The FDA has approved a new cheaper version of the female condom, an under-used method partly due to the cost when compared with the male condom. The new type, developed by the Female Health Company, is made of a nitrile-based synthetic rubber instead of polyurethane. The new product will be particularly useful in aid programmes for HIV/AIDS prevention.
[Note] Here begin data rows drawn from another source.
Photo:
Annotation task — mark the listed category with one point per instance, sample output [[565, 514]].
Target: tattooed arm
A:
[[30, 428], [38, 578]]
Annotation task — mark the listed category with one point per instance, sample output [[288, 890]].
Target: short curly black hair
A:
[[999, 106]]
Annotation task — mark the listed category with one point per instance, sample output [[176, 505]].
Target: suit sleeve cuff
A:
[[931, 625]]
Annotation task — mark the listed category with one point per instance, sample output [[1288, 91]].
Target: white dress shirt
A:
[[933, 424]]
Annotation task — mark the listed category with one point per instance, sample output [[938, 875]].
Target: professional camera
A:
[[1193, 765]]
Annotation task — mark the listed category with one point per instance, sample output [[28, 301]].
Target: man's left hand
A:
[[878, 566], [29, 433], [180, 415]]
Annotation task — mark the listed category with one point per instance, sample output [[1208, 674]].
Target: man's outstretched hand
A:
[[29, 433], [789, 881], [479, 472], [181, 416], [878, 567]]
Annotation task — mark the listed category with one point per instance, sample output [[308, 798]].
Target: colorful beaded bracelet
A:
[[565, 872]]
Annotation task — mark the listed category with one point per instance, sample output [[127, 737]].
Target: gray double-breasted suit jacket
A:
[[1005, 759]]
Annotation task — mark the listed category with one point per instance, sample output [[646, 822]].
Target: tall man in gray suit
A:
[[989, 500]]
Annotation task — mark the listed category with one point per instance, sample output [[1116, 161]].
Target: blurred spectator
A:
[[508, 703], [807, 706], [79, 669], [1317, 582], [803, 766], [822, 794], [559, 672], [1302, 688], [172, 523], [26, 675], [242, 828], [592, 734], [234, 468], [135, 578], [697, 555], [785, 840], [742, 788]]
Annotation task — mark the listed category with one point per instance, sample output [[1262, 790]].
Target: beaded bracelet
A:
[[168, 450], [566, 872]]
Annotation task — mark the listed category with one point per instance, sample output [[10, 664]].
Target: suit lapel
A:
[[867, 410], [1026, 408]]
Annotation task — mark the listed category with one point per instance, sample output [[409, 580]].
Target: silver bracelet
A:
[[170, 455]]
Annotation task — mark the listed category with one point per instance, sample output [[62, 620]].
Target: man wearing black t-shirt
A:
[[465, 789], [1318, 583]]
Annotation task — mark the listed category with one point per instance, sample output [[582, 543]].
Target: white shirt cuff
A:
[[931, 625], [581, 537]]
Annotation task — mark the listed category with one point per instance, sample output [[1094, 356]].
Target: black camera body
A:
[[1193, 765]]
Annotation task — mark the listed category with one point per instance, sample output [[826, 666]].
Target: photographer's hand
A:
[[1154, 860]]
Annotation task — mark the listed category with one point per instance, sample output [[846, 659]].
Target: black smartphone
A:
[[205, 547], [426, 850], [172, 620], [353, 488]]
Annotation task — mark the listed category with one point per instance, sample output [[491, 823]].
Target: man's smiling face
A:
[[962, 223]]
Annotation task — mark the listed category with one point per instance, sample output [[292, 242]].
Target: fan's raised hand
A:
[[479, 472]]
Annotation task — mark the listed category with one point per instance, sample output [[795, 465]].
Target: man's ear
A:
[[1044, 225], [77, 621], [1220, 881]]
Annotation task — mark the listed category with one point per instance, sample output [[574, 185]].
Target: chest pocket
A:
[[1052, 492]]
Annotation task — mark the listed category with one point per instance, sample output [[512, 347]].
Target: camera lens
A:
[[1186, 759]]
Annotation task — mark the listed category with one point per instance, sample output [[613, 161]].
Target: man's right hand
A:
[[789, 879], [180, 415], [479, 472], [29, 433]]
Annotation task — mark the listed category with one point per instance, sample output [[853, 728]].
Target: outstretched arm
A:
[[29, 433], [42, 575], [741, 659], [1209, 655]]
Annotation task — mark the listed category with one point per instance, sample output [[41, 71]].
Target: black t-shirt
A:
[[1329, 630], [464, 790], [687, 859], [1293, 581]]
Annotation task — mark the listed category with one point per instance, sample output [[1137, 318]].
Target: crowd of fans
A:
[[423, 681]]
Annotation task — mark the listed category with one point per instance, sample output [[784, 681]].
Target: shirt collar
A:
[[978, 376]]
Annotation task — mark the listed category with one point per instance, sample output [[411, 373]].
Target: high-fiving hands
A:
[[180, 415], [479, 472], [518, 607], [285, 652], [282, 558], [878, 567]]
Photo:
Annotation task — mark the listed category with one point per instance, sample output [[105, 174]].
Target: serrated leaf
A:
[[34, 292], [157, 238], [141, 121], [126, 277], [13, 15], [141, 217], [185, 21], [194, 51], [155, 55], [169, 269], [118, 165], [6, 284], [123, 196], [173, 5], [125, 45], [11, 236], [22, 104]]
An article in the New England Journal of Medicine (20 November 2008) by Associate Professor Zita Lazzarini contains a warning in the title: South Dakota’s Abortion Script – Threatening the Physician-Patient Relationship. With her background in law and public health the author is extremely critical of South Dakota’s abortion legislation passed in July 2008. The law requires a physician to inform a woman seeking an abortion that ‘the procedure will terminate the life of a whole, separate, unique, living human being with whom she has an existing relationship.’ Women must sign each page of a detailed consent script that includes misleading information on the purported risks of abortion. The physician must answer all the woman’s questions in writing. The author concludes that the statute forces doctors to violate their obligation to solicit truly informed consent and thereby detracts from the essential trust between patients and doctors.
U.K.
Jonathon Porritt, who spent his childhood in NZ when his father was Governor General, chairs the government’s Sustainable Development Commission. He says curbing population growth through contraception and abortion must be at the heart of policies to fight global warming and couples who have more than two children are being irresponsible. He is 58 and has two daughters.
Australia
The Rudd government has signalled it will not be pushed into following a US decision to lift a ban on foreign aid money being used on abortion-related services. The ban was instituted under the Howard government at the behest of then independent senator Brian Harradine. Considerable pressure is being applied to reverse the ban, which could be done by the Minister of Foreign Affairs without the need for legislative change.
An article in the Medical Journal of Australia (19 Jan 2009) provides a 12-month audit of the Melbourne Pregnancy Advisory Service, Victoria’s largest public pregnancy advisory service. The researchers found a diverse range of circumstances among the 3,827 anonymous records for women using the service and noted 16% women reporting violence and 10% with mental health problems.
India
India's National Population Stabilization Fund has opened a call centre to provide reliable information to anonymous callers about reproductive health, family planning, or contraception. The call centre, which began operating in June, is the first of its kind in the country where such issues are socially taboo. India seeks to limit the country's population growth to sustainable levels.
Uruguay
There has been a backlash over President Tabare Vazquez’s veto of a law that would have liberalised abortion in the first 12 weeks. In vetoing the law he went against Socialist Party policy and has offered to resign as leader of the party. Pro-choice members intend to reintroduce a bill in the next session.